How It’s New York: 9/11 mainly invokes New York, although it is important to remember it also hit in New Jerset and D.C. too. But Ground Zero was here. It’s been a sore point recently, with debates over mosques, but the building is going forward. As building always does in New York.
How It’s Irish: Bill Baroni, former New Jersey Senator who took reporter Vincent Murphy on the tour, has dual citizenship– American and Irish.
Tuesday September 6, 2011
At Ground Zero, A New World Trade Center Begins To Take Shape
By Vincent Murphy
On Sunday next, New York will reclaim a patch of land from history.
For ten years, a high perimeter fence has blocked Ground Zero from public view, but now the first piece of the re-imagined World Trade Center is set to be unveiled.

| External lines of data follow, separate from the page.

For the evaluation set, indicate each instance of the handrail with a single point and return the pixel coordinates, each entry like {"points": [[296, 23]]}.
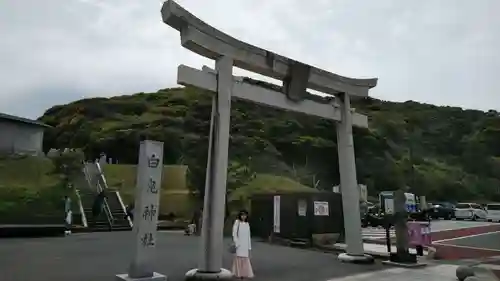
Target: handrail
{"points": [[106, 205], [99, 189], [80, 207], [120, 200]]}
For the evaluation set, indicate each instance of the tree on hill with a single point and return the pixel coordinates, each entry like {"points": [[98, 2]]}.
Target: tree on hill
{"points": [[445, 153]]}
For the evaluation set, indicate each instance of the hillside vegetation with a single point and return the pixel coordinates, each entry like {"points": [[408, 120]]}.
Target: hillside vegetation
{"points": [[445, 153]]}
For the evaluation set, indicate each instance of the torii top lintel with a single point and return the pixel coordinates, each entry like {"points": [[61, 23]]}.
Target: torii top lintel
{"points": [[209, 42]]}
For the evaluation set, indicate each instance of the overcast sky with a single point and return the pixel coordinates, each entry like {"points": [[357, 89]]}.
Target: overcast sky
{"points": [[445, 52]]}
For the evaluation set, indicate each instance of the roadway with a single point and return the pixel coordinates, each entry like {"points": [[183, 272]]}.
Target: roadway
{"points": [[100, 256]]}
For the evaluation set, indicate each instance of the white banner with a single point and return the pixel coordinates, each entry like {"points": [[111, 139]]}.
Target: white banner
{"points": [[277, 213], [321, 208]]}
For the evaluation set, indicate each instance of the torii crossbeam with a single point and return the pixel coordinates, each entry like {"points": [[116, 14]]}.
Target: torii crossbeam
{"points": [[297, 77]]}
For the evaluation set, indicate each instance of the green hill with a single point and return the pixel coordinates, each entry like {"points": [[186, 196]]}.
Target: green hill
{"points": [[454, 152]]}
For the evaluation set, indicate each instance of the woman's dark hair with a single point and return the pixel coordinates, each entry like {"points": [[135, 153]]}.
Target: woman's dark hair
{"points": [[241, 213]]}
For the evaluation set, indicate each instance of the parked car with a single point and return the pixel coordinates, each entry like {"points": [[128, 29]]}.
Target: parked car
{"points": [[493, 210], [471, 211], [442, 210]]}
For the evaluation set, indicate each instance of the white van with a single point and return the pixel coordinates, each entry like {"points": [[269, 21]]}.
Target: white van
{"points": [[493, 212]]}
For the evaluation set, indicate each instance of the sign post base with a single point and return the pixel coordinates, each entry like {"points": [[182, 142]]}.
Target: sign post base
{"points": [[196, 275], [155, 277]]}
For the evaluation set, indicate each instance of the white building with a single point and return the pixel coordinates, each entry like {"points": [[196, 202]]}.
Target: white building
{"points": [[20, 135]]}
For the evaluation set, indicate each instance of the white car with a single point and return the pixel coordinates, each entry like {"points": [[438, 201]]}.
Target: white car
{"points": [[470, 211], [493, 210]]}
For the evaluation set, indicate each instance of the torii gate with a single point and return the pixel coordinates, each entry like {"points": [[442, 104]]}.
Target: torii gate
{"points": [[227, 52]]}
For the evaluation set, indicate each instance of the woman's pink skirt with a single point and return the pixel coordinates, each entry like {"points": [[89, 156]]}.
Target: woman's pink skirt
{"points": [[242, 267]]}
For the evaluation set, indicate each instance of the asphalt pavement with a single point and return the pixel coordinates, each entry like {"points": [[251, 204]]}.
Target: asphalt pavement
{"points": [[487, 241], [442, 225], [100, 256]]}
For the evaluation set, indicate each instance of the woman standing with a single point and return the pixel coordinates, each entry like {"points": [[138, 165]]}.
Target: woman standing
{"points": [[242, 268]]}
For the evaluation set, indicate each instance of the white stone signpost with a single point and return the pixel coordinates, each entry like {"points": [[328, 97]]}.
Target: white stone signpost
{"points": [[147, 199], [297, 77]]}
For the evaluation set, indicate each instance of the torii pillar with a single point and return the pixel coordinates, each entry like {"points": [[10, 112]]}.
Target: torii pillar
{"points": [[297, 77]]}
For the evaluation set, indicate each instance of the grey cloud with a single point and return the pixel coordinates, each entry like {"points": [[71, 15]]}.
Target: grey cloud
{"points": [[441, 52]]}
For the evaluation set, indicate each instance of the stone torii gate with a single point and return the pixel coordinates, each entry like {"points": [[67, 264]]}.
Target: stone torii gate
{"points": [[297, 77]]}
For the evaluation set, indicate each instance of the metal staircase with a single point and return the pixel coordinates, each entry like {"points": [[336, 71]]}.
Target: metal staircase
{"points": [[112, 218]]}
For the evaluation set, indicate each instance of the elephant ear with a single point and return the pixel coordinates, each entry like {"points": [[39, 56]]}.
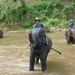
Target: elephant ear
{"points": [[30, 37]]}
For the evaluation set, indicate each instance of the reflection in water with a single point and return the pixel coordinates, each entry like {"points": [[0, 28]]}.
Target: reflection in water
{"points": [[14, 55]]}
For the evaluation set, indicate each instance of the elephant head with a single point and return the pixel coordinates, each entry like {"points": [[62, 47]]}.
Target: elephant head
{"points": [[37, 37]]}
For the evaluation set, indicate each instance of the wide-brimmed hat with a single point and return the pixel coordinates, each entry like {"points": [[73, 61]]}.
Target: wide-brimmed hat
{"points": [[71, 20], [37, 19]]}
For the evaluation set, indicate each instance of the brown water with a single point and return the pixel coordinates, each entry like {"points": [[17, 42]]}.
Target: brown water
{"points": [[14, 55]]}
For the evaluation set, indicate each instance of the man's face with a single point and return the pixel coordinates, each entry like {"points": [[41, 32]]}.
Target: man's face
{"points": [[37, 22]]}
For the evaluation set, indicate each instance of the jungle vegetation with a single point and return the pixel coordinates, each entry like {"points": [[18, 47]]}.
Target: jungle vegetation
{"points": [[20, 14]]}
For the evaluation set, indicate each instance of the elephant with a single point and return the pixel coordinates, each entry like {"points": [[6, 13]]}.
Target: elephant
{"points": [[70, 36], [38, 48], [1, 33]]}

The fences will move, and a permanent 9/11 Memorial Plaza will become a part of Lower Manhattan’s landscape.
In the footprints of where the Twin Towers once stood, two giant reflecting pools have been carved out of the ground.
When water starts cascading down their granite sides next week, they will be the biggest man-made waterfalls on the planet.

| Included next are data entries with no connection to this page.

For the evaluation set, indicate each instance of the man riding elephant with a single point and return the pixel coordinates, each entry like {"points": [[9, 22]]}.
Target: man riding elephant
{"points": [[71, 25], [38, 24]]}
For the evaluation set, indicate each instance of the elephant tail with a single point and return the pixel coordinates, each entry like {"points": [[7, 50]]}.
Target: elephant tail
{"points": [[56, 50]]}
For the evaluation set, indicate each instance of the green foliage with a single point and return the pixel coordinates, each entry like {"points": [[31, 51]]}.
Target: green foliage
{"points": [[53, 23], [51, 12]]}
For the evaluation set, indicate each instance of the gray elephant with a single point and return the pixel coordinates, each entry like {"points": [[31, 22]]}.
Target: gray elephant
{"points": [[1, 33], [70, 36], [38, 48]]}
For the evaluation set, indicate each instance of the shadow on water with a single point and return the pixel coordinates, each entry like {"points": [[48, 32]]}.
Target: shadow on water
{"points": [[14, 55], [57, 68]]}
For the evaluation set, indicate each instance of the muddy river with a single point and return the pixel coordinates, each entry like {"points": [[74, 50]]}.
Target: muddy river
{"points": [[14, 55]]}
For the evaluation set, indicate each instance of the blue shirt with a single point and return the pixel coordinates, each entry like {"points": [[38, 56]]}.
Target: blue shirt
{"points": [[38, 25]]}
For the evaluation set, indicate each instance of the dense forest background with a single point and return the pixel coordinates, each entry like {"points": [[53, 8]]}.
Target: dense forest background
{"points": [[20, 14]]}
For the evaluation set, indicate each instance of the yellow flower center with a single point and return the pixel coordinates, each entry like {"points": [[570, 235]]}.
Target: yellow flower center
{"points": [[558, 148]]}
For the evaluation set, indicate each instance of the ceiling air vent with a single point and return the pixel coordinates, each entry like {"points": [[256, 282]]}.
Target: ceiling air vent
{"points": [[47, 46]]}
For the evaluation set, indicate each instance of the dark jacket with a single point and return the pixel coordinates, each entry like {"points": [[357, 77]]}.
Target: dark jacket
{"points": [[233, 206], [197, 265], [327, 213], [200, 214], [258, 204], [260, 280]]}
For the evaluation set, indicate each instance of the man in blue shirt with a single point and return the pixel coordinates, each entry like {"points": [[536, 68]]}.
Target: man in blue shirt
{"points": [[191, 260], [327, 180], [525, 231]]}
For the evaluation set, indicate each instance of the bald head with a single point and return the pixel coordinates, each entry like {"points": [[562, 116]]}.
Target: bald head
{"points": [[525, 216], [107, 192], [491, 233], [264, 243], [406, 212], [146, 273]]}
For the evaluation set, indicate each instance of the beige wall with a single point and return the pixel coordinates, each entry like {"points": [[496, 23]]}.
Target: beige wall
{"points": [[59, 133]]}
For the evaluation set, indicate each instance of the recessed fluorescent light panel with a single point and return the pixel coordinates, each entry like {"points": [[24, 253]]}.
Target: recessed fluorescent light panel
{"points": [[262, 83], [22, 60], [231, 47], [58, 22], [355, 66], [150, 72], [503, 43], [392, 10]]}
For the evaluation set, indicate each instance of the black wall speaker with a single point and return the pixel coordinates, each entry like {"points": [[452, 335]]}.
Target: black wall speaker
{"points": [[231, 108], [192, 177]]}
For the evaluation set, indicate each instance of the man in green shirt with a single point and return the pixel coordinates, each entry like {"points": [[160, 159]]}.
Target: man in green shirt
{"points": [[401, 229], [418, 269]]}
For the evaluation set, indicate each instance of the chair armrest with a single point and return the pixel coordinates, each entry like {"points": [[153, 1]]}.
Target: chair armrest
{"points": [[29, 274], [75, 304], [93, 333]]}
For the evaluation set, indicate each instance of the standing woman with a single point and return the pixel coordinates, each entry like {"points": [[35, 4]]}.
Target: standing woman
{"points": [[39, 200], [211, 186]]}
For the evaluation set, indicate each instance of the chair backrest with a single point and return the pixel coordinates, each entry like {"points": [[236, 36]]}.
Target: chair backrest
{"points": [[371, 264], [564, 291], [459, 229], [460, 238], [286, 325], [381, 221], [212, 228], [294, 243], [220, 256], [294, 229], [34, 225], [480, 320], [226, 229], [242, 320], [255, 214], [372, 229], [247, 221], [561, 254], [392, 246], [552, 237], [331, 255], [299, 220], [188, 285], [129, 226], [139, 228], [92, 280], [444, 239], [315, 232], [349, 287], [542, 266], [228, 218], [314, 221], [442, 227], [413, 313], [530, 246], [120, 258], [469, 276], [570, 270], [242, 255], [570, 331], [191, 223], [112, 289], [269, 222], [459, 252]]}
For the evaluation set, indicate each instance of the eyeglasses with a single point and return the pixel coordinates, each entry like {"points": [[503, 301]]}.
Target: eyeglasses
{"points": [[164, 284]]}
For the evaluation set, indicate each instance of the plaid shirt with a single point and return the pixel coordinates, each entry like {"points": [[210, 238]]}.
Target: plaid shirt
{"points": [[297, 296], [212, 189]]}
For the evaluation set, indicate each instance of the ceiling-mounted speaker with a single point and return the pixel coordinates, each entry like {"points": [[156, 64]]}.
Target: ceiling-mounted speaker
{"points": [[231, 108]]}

Called “Reflecting Absence”, Michael Ared’s design strikes the right tone.
At once, it conveys the scale of what was lost when planes smashed into the iconic buildings a decade ago, and offers a dignified nod to the thousands who died.
Towers will rise around them, and thousands of people will once again call the World Trade Center their workplace.
But not here – not on the exact spot where the old towers stood and so many perished.
Around the edges of the pools, carved in bronze are the names of all the victims of the Nine Eleven attacks – not just those in New York, but in Washington and Pennsylvania too.
“What we hope is that the families who lost so much – husbands, wives, kids – walk out in the Plaza next week, will say that we did our job with dignity, humility and honoring the people we lost,” said Bill Baroni, as he took me on a tour of the site last week.
Baroni is deputy executive director of the Port Authority of New York and New Jersey, which is responsible for the rebuilding effort. The former New Jersey Senator, who holds dual Irish and US citizenship, is keenly aware of how important it is to get the memorial finished in time for the 10th anniversary.